И никто из советских воинов не хотел продавать свою душу за сытую еду, вино и оголенные женские плечи. Лучше топать целый день, сгибаясь под тяжестью, лучше упасть с вражеским самолетом на землю, чем в пропасть предательства.
Я дошел до конца своего бесконечного круга! На пятьдесят седьмые сутки меня вдруг вызвали в шрайбштубу - комнатушку, в которой сидел такой же, как все, заключенный - писарь-немец Франц, с красным ("политическим") винкелем на груди. Он вел учет заключенных нашего блока по роду "преступлений" и, видимо, имел право переводить из одного списка в другой, а соответственно этому - из одного блока в другой. Очевидно, он имел связь с подпольной коммунистической организацией и в какой-то мере выполнял ее волю. Франц мне сказал, что с завтрашнего дня я передан в барак, в котором живут обыкновенные, то есть не приговоренные к штрафу или смерти заключенные. Его мягкий тон и крепкое пожатие руки - мы были в штрайбштубе только вдвоем сказали мне гораздо больше, чем его слова. Для меня сделано что-то большое, невероятное в данных условиях.
В моей жизни появилось опять что-то новое. Но где Аркадий Цоун, мой товарищ по подкопу и карцерам, с кем вместе я вошел в лагерь смерти? О нем я ничего не знал... Иван Пацула, видимо, остается в бараке штрафников. С номером Никитенко и его именем я уходил из барака. За двери нашего блока вывел меня все тот же Франц.
* * *
Жизнь в новом бараке сравнительно легче. Заключенным, проживавшим здесь, доверялась самая "почетная" работа: уход за свиньями, уборка на огороде, в частности, на участке коменданта, у озера, вблизи белых лебедей, а также подвозка на кухню продуктов и дров. Эти дела сами собой ставили людей в более выгодные условия. Как потом я узнал, подпольная организация лагеря внимательно следила за состоянием здоровья коммунистов, антифашистов, всех, кто, попав в плен, не сдавался врагу. Она находила способ поддерживать их здоровье.
В новом бараке меня познакомили с худым высоким стариком, голову которого покрывала седая, пушистая шевелюра. Он назвал свое имя, я свое. Это был ученый из Чехословакии. Он заведовал свинарником. Наверное, по рекомендации Бушманова я и попал в подчиненные к нему, и в тот же день занялся своей работой.

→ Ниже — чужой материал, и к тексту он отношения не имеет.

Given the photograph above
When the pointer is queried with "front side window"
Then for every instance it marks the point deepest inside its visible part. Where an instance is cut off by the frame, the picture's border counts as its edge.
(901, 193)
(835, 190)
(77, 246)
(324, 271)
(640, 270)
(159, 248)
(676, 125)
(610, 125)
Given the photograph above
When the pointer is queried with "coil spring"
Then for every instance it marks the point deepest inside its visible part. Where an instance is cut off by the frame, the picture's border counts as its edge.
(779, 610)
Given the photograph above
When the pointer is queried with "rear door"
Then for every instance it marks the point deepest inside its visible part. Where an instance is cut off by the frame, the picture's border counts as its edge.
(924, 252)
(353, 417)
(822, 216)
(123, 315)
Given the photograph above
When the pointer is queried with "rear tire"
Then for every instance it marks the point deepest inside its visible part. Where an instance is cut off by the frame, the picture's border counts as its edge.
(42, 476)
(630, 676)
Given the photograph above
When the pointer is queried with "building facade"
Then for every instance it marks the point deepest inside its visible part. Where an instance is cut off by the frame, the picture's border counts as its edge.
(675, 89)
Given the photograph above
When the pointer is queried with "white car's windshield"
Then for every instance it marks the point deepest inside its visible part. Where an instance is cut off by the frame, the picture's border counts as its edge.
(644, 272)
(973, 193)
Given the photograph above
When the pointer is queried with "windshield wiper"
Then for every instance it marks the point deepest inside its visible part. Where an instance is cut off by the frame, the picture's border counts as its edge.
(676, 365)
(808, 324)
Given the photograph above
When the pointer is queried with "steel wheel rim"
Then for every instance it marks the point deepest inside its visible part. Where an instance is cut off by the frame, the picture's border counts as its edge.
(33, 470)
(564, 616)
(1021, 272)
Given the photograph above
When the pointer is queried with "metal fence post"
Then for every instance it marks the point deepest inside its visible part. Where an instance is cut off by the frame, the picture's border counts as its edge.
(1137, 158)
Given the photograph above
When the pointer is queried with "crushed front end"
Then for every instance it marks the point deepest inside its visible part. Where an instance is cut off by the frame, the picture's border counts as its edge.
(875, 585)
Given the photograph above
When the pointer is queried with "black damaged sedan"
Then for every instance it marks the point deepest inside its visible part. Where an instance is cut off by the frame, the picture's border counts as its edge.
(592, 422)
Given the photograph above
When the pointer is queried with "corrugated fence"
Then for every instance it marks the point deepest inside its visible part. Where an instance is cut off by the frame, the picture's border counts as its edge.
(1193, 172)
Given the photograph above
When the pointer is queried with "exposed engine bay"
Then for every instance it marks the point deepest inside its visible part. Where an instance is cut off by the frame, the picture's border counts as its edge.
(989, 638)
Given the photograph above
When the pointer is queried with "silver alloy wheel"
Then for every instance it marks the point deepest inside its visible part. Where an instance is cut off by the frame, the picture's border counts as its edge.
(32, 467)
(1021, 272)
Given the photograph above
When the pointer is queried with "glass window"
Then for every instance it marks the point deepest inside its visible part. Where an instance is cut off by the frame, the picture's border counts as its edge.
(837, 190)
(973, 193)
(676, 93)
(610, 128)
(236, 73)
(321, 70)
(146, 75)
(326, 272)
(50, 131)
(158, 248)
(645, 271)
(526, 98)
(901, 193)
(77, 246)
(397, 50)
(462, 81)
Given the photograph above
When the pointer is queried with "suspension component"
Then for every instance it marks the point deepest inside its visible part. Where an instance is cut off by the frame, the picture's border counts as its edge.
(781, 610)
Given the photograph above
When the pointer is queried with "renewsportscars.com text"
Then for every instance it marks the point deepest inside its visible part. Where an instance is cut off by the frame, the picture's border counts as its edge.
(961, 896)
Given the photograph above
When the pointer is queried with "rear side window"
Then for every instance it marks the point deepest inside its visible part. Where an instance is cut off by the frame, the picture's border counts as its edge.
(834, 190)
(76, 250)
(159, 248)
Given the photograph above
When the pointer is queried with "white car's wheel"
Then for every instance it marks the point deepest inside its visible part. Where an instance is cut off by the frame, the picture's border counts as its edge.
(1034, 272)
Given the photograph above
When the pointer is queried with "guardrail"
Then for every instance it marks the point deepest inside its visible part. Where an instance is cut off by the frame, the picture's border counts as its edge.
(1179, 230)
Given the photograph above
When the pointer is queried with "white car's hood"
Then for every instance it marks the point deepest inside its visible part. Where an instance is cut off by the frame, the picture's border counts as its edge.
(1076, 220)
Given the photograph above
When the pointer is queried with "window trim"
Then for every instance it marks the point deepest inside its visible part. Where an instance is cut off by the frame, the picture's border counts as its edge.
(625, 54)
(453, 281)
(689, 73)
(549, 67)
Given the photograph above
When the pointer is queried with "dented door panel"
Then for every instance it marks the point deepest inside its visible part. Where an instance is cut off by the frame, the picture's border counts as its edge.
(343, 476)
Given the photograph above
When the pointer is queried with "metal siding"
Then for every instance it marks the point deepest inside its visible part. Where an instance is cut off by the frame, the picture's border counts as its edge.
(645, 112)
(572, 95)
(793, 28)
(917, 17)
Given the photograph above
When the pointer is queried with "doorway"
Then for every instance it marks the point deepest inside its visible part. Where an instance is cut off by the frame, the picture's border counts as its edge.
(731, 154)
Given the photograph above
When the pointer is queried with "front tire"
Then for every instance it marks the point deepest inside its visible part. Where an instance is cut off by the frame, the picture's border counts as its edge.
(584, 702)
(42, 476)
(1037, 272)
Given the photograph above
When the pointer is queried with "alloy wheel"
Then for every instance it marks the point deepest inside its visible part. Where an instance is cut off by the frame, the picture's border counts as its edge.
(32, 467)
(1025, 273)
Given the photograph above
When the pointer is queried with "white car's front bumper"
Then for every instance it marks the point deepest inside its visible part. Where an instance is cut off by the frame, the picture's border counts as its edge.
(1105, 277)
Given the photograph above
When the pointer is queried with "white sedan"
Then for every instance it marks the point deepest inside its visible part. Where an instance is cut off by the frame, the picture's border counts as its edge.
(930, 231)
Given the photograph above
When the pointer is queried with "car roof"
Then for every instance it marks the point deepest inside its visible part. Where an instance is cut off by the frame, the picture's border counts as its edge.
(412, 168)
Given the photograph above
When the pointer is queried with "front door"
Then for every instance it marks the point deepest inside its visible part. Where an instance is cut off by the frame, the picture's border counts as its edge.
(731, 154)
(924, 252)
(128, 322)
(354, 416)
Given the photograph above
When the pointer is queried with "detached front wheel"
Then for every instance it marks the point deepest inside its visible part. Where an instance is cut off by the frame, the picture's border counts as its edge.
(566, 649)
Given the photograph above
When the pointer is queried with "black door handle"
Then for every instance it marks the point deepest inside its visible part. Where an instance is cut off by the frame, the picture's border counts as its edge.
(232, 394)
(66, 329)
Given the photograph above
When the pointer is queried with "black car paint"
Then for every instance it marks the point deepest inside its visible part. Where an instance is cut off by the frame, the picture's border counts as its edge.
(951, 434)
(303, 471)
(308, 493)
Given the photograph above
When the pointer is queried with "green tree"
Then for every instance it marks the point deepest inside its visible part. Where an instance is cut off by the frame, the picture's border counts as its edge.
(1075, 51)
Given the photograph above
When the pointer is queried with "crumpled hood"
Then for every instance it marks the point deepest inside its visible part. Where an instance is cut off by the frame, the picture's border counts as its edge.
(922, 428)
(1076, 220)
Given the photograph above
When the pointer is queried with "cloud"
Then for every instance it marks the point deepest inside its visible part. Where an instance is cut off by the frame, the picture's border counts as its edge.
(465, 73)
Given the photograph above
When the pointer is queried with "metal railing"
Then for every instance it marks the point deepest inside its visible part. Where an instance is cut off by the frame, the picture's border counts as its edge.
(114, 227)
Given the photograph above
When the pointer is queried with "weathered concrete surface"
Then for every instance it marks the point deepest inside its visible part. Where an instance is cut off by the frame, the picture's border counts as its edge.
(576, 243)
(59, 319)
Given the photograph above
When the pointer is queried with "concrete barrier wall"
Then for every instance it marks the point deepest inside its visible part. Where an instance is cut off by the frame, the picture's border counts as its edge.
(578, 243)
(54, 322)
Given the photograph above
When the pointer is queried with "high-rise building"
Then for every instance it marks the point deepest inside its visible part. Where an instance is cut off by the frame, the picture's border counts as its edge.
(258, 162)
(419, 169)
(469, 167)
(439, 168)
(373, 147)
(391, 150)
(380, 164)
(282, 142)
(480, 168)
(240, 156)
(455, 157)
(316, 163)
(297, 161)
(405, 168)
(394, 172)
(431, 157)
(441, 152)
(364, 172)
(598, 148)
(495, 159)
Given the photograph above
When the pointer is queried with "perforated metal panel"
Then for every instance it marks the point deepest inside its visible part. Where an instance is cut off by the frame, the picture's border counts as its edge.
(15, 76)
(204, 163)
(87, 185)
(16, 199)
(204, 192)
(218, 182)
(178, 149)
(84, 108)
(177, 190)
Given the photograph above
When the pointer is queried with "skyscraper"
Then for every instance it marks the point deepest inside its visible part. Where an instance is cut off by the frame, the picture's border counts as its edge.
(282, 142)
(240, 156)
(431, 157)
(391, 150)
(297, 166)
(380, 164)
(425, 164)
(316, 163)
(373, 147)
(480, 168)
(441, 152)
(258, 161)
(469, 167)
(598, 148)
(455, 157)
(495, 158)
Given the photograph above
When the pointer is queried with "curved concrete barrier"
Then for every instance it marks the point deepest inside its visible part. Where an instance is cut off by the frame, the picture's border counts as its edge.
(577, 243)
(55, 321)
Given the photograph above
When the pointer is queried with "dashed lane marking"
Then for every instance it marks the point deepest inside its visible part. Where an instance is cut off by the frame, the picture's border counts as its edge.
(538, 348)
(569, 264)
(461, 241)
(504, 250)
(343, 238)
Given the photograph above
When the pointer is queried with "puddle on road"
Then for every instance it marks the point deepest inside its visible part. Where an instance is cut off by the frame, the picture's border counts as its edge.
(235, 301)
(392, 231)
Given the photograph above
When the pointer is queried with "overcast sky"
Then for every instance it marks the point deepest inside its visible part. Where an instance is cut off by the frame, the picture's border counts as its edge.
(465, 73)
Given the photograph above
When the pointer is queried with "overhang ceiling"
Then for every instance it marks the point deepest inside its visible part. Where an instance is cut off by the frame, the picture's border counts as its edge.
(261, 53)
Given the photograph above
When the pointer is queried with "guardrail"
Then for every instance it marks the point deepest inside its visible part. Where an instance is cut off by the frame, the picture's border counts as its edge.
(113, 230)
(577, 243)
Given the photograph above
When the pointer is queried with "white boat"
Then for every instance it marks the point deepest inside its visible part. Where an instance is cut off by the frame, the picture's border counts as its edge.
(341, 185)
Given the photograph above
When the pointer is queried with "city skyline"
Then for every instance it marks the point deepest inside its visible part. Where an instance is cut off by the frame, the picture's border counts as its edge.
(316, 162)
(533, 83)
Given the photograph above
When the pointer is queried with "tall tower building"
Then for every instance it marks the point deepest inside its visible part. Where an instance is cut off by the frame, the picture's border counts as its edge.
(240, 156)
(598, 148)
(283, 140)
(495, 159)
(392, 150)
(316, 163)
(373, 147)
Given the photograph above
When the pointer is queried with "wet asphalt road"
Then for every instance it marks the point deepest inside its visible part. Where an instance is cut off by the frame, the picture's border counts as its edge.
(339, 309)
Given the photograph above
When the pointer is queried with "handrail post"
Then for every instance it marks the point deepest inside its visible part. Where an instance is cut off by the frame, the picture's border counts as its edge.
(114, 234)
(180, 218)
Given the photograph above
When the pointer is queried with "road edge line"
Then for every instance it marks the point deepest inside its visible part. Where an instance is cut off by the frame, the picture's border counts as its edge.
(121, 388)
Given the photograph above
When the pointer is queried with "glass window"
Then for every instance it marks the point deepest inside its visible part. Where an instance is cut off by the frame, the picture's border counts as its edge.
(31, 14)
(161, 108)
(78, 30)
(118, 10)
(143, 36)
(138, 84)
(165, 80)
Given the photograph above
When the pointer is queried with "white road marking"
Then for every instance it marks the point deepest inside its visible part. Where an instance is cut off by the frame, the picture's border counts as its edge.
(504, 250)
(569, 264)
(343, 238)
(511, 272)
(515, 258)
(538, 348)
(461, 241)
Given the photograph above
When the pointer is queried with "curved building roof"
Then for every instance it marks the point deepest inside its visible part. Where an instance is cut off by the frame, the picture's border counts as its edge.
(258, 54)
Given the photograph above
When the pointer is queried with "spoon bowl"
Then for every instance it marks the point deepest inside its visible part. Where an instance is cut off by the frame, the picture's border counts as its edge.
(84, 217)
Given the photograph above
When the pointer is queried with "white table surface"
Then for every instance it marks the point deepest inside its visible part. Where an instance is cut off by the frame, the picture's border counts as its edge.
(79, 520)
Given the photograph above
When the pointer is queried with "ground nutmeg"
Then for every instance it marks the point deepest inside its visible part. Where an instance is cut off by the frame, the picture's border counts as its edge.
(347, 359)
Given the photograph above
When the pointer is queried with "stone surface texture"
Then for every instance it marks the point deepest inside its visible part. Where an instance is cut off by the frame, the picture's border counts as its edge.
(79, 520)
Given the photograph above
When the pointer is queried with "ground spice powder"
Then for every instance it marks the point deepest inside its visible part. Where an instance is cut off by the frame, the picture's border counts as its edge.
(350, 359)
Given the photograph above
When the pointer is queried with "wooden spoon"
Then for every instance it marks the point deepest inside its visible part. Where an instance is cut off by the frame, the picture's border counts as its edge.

Мы принимали отходы из кухни, где готовили пищу заключенным, получали объедки со столов немецких офицеров и солдат. Когда я впервые увидел отходы, сваленные в ведро, я едва сдержал себя, чтобы не броситься на эти объедки. Среди них были куски настоящего белого хлеба, головы от селедок, кружки жареного картофеля. Почти полгода я лучшего не ел. Мой шеф, ученый из Праги, как называл он себя, отнял их у меня, выбрал несколько картофелин, достал немного хлеба, кусочек селедки и положил все это на стол.
- Это съешь, и дело с концом. Берегись, чтоб еда тебя не "съела". Вот так-то! Голова селедки - это, друг, "деликатес", от которого к утру можешь и ноги протянуть. А зачем тебе подобная роскошь, не правда ли? - и он весело засмеялся. - Постепенно, всего понемногу отведай, а тогда накроем стол как подобает - из всех самых лучших объедков, которые попадают к нам. Кое-что отнесешь и своим друзьям.
- А это возможно? - обрадовался я, вспомнив о Цоуне, Пацуле, о замечательном пареньке Диме.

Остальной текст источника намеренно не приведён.